Oceanarium w Szanghaju |
Po Szanghajskim oceanarium wędrujemy otoczeni chmarą chińskich dzieciaków, które na widok wielu zwierząt przeraźliwie piszczą, brawami nagradzając jedynie skaczące do wody pingwiny. Nieco wyróżniamy się z tłumu (głównie Darek, mnie z moim nikczemnym wzrostem często udaje się wtopić w gawiedź), co powoduje, że od czasu do czasu przeraźliwy pisk dzieciaków wydobywa się również na nasz widok.
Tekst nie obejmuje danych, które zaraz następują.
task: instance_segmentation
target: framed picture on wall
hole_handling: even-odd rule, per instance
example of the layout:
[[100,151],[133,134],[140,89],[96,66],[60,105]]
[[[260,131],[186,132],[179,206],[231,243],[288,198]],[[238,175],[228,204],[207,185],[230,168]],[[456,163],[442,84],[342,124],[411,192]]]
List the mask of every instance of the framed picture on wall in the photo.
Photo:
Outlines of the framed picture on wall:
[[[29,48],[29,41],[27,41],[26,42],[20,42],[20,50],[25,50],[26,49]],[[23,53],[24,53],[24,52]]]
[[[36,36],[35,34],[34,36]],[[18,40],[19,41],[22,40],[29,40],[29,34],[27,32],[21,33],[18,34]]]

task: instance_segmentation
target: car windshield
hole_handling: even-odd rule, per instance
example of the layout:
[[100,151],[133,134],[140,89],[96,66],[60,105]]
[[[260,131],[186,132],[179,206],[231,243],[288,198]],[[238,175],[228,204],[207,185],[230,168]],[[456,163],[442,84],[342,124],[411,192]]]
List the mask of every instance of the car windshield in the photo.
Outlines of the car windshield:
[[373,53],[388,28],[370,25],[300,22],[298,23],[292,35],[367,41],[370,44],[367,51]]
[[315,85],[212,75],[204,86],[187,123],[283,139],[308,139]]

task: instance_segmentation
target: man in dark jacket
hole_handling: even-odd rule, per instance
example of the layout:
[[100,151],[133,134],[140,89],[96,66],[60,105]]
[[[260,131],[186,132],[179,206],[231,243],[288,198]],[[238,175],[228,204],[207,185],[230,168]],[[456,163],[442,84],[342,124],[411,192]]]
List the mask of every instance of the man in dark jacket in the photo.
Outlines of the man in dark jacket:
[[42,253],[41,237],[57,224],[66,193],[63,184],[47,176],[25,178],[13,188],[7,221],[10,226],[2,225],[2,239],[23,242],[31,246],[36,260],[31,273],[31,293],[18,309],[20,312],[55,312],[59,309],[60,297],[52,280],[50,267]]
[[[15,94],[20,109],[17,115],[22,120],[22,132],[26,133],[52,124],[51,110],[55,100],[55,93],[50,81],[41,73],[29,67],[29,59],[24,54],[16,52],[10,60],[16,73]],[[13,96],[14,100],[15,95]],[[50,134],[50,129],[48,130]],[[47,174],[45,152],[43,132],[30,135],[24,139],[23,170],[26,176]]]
Warsztat obróbki Jadeitu. |
Jadeit - rzadko występujący minerał, którym szczyci się Pekin. Dawniej
ceniony był bardziej od złota. Znalazł swoje miejsce nawet na
olimpijskich medalach podczas igrzysk w 2008 roku. W warsztatach takich
jak ten, robią z niego wszystko. Począwszy od miniaturowych posążków
Buddy za parę dolarów aż po ważące kilkaset kilogramów i osiągające
blisko dwa metry długości modele statków, których wartość szacuje się
nawet na 50 tysięcy dolarów. Oczywiście, zwiedzanie warsztatu kończy się wyjściem wprost do sklepu, w którym tak na oko jest z miliard różnych rozmiarów figurek. Miejscowi naganiacze są bardzo rozczarowani, gdy wychodzimy bez statku...
Młoda para w plenerze. |
Chociaż google, które wie wszystko, nic na ten temat nie mówi, to jestem przekonany, że Garden Bridge w Szanghaju, musi być swoistym Mostem Miłości. Podczas naszej krótkiej przechadzki po nim trafiliśmy na trzy pary, które wybrały to urokliwe miejsce na swój ślubny plener. W Chinach Panna Młoda najczęściej zakłada suknię ślubną w kolorze czerwonym, który jest dla mieszkańców symbolem szczęścia. Ta para postawiła jednak na klasyczny, biały kolor, zadowalając się jedynie czerwonym bukietem. Fotograf za to - jak widać powyżej - poszedł po całości.